『「学校」をつくり直す (河出新書)』に、こんなことが書いてありました。
「学校が、みんなで同じことを、同じペースで、同じようなやり方で勉強させる場だった。」
だからですね、
「これまで150年もの間、学年学級制が当たり前のものとして続いてきました。」
「同じ年生まれの子どもたちだけからなる集団が作られ、どの学年で何を学ぶかがこまかく決められ、その決められたカリキュラムにしたがって、まるでベルトコンベヤーに乗って運ばれていくように、みんなが一斉に授業を受けていきたのです。」
「同じ年生まれの人たちだけからなるコミュニティ」なんて学校くらいしか思い当たりません。
これじゃ、些細な差も際立って見えるだろうし息が詰まりそう。
そりゃ、排除もいじめも起こりますよね。
子どもや生徒にとってはそこが世界のすべてだから、こりゃ大変だぁ。
学校がシステムとして機能しなくなっているんじゃないか。
学校をつくり直す時期に来ていると思います。
そもそも学校とは何のためにあるのか?
学力を上げることや行儀作法を身につける場だと思っている人は多いかも。
著者の苫野一徳さん曰く、
「教育は、すべての子どもに『自由の相互承認』の感度を育むことを土台に、すべての子どもが『自由』に生きられるための"力"を育むためにあるのです。」
そして、それを実現する場所が学校というわけです。
もうちょっと簡単にいうと、
教育は「すべての子どもが『自由』に、つまり『生きたいように生きられる』ための"力"を育むこと」
でも、他の人も自由に、生きたいように生きようとするだろうからぶつかるわけです。
うまくやっていくためには他者の「自由」を認めて尊重できるようにならなくちゃいけない。
こういう感度と力を子どもたちに持たせるのが教育で、それを実践する場が学校だというわけです。
こういうふうに考えると、今の学校はとてもとても満足するには程遠い。
じゃ、どうすればいいんでしょうかね。
この本にはそのビジョンみたいなものが書かれています。
それが「学びの個別化・協同化・プロジェクト化の融合」
これを実現するためには、みんなが教育の根本に立ち返って考えないとだめです。
「いい学校に行って、いい大学に入って、いい会社に入れば幸せになれる」
こんな時代は終わったのです。
「自分はどう生きれば幸せなのか、自由になれるのか、そしてそれはどうすれば可能なのかという、自らの人生の問いそれ自体を立て、またその答えを見つけていく力が必要なのです。
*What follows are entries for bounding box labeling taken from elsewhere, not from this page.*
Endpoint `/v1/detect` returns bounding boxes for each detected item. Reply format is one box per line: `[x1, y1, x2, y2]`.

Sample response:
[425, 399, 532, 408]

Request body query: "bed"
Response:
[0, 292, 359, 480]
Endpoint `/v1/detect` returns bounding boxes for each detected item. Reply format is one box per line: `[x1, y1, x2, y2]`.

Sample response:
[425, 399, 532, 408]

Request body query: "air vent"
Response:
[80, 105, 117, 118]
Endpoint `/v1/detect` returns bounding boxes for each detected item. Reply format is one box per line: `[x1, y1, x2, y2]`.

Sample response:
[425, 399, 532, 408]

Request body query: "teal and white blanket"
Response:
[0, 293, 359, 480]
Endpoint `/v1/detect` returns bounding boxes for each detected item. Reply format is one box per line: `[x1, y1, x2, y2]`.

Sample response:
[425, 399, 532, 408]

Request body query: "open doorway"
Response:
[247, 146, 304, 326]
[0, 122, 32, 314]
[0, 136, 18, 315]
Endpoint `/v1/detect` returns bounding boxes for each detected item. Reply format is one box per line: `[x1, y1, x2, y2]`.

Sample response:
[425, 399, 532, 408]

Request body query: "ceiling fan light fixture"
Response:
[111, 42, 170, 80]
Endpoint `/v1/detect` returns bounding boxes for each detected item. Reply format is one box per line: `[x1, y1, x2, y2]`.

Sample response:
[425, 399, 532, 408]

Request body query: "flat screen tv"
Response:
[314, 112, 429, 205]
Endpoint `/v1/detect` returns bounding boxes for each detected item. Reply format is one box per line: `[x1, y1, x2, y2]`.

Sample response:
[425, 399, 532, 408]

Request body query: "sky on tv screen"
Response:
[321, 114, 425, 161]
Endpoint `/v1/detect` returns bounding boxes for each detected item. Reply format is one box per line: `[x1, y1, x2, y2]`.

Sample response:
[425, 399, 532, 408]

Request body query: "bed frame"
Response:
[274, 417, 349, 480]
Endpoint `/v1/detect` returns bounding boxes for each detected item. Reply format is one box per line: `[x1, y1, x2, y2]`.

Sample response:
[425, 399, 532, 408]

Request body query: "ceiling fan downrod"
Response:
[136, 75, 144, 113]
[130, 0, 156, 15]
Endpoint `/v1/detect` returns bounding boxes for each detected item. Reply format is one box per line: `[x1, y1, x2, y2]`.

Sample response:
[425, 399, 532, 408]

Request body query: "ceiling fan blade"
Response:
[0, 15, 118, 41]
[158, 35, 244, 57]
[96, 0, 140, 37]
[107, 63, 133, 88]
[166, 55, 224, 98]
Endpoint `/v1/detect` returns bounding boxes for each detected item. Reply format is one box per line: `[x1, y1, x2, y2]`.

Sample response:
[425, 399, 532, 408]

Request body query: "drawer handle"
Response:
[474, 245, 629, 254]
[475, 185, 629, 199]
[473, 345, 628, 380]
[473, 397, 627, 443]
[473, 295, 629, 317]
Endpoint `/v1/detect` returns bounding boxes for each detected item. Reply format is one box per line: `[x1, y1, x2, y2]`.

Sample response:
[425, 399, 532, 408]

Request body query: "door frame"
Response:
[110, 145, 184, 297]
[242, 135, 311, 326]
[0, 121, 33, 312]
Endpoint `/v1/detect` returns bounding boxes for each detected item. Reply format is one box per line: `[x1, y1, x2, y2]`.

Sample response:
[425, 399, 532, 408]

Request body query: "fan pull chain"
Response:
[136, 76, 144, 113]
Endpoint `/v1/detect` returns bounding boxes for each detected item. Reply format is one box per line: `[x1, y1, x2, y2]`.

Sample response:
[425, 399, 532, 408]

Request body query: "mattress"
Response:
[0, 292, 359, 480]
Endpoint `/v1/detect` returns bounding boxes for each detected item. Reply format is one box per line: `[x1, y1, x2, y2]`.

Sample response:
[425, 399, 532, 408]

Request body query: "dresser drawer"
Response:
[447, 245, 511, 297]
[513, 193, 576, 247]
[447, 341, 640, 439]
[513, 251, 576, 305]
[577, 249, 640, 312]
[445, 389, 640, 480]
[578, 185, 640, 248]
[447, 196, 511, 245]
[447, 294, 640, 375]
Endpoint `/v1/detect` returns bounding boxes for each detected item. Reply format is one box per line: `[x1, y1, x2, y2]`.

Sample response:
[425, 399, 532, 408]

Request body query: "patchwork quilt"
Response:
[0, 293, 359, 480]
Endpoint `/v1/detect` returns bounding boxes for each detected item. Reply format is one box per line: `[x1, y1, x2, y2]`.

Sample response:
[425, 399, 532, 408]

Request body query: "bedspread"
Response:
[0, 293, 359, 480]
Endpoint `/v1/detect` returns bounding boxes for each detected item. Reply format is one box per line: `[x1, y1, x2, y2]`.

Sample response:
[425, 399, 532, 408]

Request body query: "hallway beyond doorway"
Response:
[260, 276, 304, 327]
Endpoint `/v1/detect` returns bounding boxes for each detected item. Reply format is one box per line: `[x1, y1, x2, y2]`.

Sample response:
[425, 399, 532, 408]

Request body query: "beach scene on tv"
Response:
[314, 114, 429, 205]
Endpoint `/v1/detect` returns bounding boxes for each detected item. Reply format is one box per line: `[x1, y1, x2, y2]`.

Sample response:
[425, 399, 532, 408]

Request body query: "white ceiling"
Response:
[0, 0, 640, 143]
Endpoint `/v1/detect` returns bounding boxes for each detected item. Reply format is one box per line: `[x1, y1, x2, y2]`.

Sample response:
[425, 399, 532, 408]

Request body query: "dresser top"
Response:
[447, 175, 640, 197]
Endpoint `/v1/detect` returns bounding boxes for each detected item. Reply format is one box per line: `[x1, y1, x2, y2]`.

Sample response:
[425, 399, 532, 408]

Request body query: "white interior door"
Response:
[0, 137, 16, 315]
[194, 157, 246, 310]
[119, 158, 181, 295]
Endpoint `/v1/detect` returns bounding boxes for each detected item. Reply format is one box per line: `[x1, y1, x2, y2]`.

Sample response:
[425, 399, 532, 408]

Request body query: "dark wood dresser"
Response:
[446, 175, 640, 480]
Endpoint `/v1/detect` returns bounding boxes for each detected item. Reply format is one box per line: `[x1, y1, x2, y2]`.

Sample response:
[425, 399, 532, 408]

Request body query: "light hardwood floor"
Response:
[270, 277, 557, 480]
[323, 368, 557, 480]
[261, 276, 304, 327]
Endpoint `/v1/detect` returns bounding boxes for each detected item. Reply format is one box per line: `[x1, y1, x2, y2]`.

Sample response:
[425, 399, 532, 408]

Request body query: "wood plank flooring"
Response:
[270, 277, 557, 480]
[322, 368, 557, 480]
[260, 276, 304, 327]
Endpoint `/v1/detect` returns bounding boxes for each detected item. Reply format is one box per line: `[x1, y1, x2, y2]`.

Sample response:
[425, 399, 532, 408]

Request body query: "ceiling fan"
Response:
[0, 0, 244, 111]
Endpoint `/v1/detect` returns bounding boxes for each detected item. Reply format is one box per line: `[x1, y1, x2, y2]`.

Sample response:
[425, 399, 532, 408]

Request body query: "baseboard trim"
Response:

」
これには「出来合いの答えはありません。むしろわたしたちは、子どもたちがこの問いを自ら問い、自分なりの答えを見出す力をこそ育む必要があるのです。」
そうなったら、先生も親も変わらないわけにはいきませんね。
わたしたち大人こそ、変わる努力が必要です。
そのためには今までの当たり前を考え直さなくてはいけませんね。
「そもそもテストは何のため? 無言清掃は何のため? 運動会は何のため? この校則は何のため? 『起立、礼、着席』は何のため?」
子どもたちだけの問題じゃないんですね。
学校のこと、私たち大人ももう一度じっくり考えてみませんか。